New Study Suggests Vaping Nicotine May Increase Cancer And Heart Disease Risk

A new study led by Moon-shong Tang, a professor of environmental medicine at New York University (NYU), in which researchers studied the effects of electronic cigarettes on human cells and mice has found evidence that the nicotine-laced aerosol produced by such devices may increase the risk of specific cancers as well as heart disease.

The study’s findings suggest that the aerosol or “vapor” produced by e-cigs can actually convert into DNA-damaging chemicals.

The mice involved in the trial were exposed to the aerosol produced by e-cigarettes for three hours a day, five days a week. This went on for three months.
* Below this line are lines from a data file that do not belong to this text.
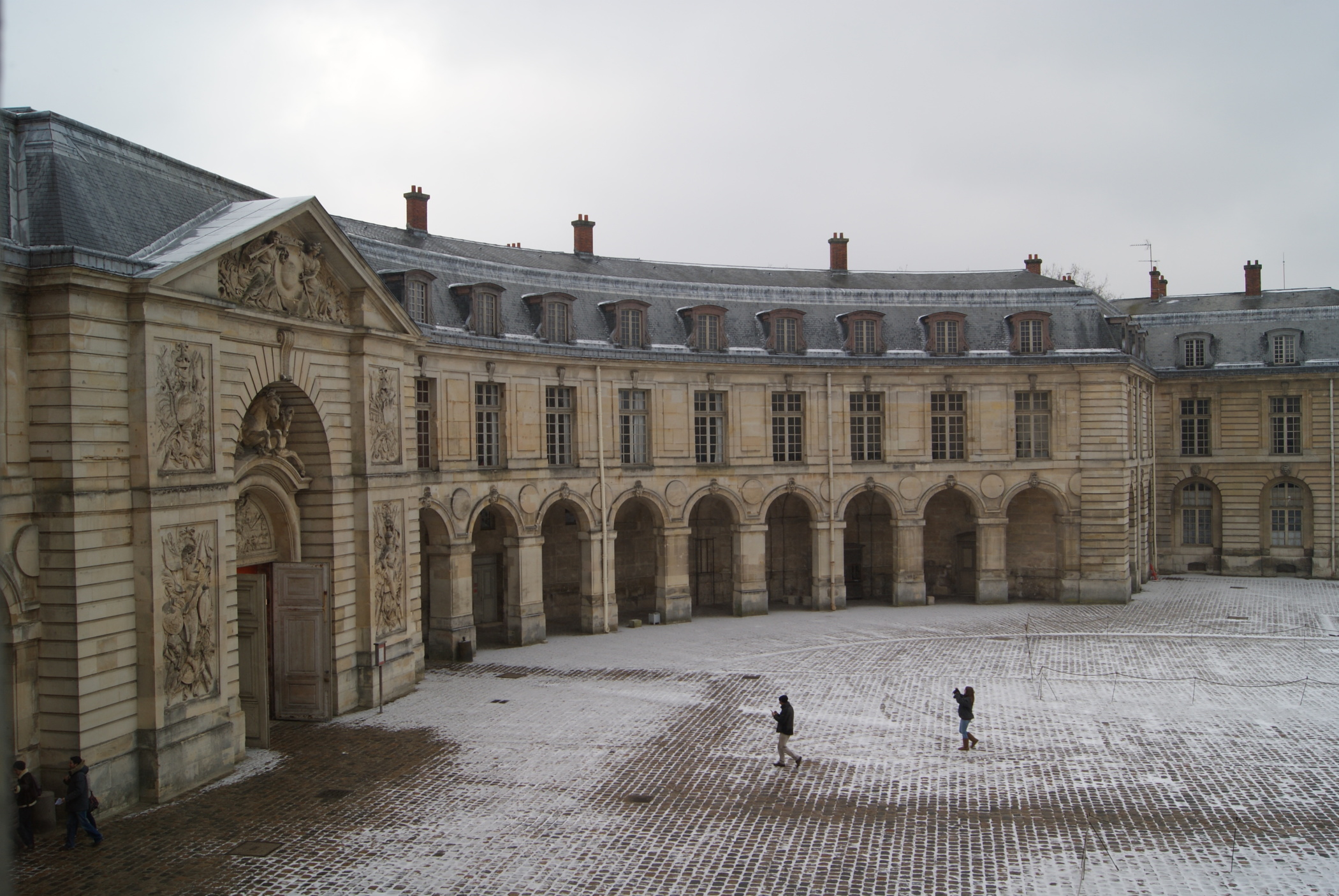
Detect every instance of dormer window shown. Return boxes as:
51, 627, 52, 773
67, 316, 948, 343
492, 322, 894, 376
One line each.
1006, 311, 1054, 355
451, 283, 504, 336
758, 308, 805, 355
921, 311, 967, 355
525, 292, 576, 343
679, 305, 726, 351
837, 311, 884, 355
600, 298, 651, 348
During which period, the mice were exposed to an aerosol containing 10 milligrams of nicotine per milliliter, which Peter Hajek, the director of the Tobacco Dependence Research Unit at Queen Mary University of London, referred to as “extremely large doses of nicotine.”

Hajek, who was not involved in the study, was quoted by The Guardian as having said that the study “shows nothing at all about the dangers of vaping” and that it “doesn’t show that vaping causes cancer.”
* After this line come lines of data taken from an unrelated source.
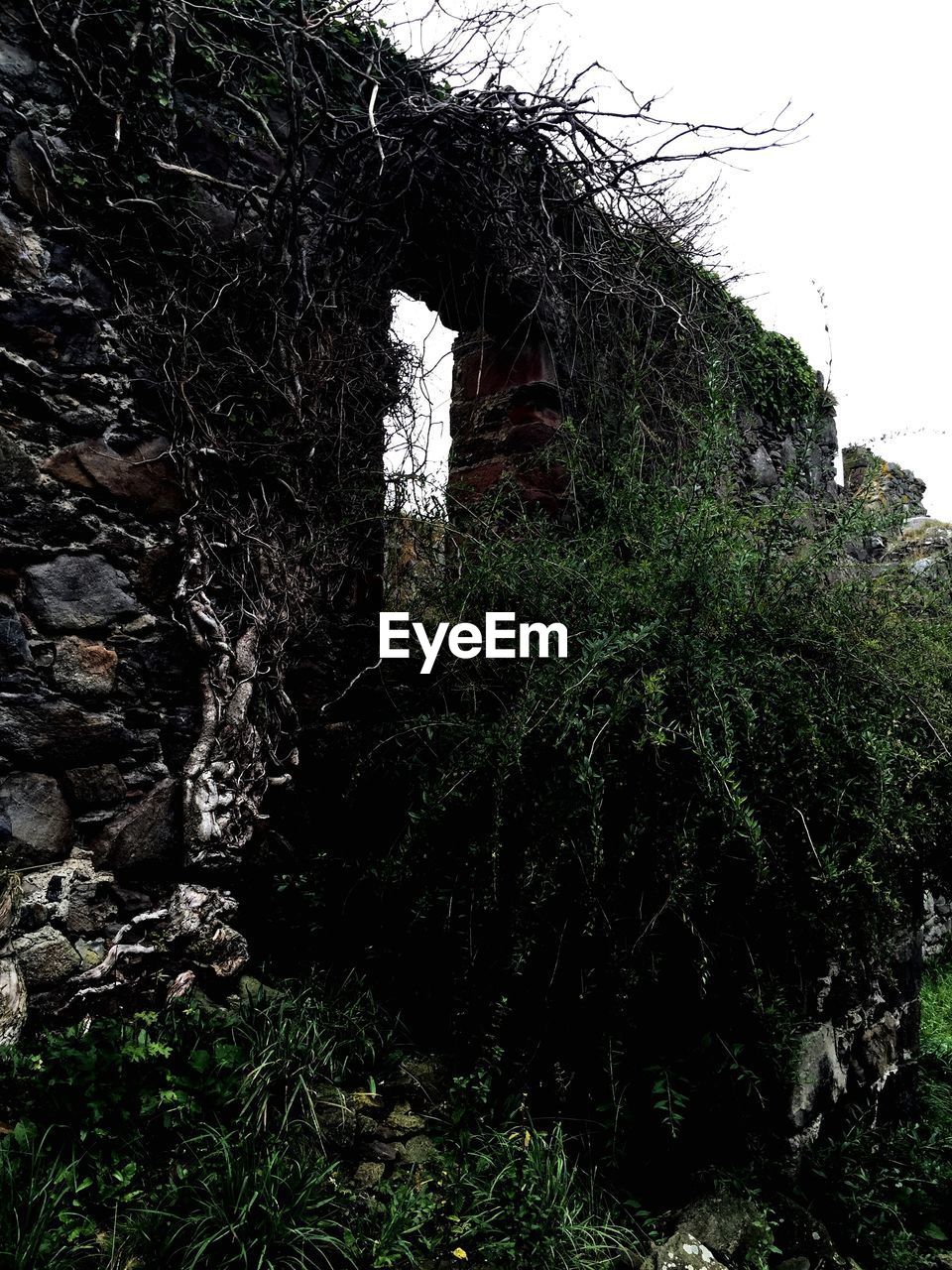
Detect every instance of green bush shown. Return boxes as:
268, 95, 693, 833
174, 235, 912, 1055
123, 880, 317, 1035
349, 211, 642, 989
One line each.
354, 403, 952, 1139
0, 983, 640, 1270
“This study shows nothing at all about the dangers of vaping (…) It doesn’t show that vaping causes cancer.”

He went on to refer to it as “one in a long line of false alarms which may be putting people off the switch from smoking to vaping which would undoubtedly be of great benefit to them” while adding that the best current estimate shows that electronic cigarettes are around 95 percent less harmful than traditional cigarettes.
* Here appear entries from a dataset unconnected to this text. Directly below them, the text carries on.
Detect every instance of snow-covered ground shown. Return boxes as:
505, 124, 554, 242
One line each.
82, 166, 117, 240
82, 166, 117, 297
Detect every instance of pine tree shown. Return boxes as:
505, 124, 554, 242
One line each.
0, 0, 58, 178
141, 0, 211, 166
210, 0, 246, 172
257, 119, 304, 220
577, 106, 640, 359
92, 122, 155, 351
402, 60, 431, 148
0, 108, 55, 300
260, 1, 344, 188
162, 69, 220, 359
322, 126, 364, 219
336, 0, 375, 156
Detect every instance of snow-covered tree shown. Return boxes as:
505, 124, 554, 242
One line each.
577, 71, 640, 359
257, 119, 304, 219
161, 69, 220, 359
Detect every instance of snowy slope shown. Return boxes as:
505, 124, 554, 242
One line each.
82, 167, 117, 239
The study was published in the journal Proceedings of the National Academy of Sciences (PNAS).

Regardless of what the study’s critics think, the researchers behind the newly published study intend on continuing their research as they have reportedly launched a series of long-term experiments with the intent of examining the development of tumors in mice exposed to e-cigarette vapor.

By Tang’s account, it “may take years” for the research to provide any new revelations due to the relatively slow speed at which cancer develops.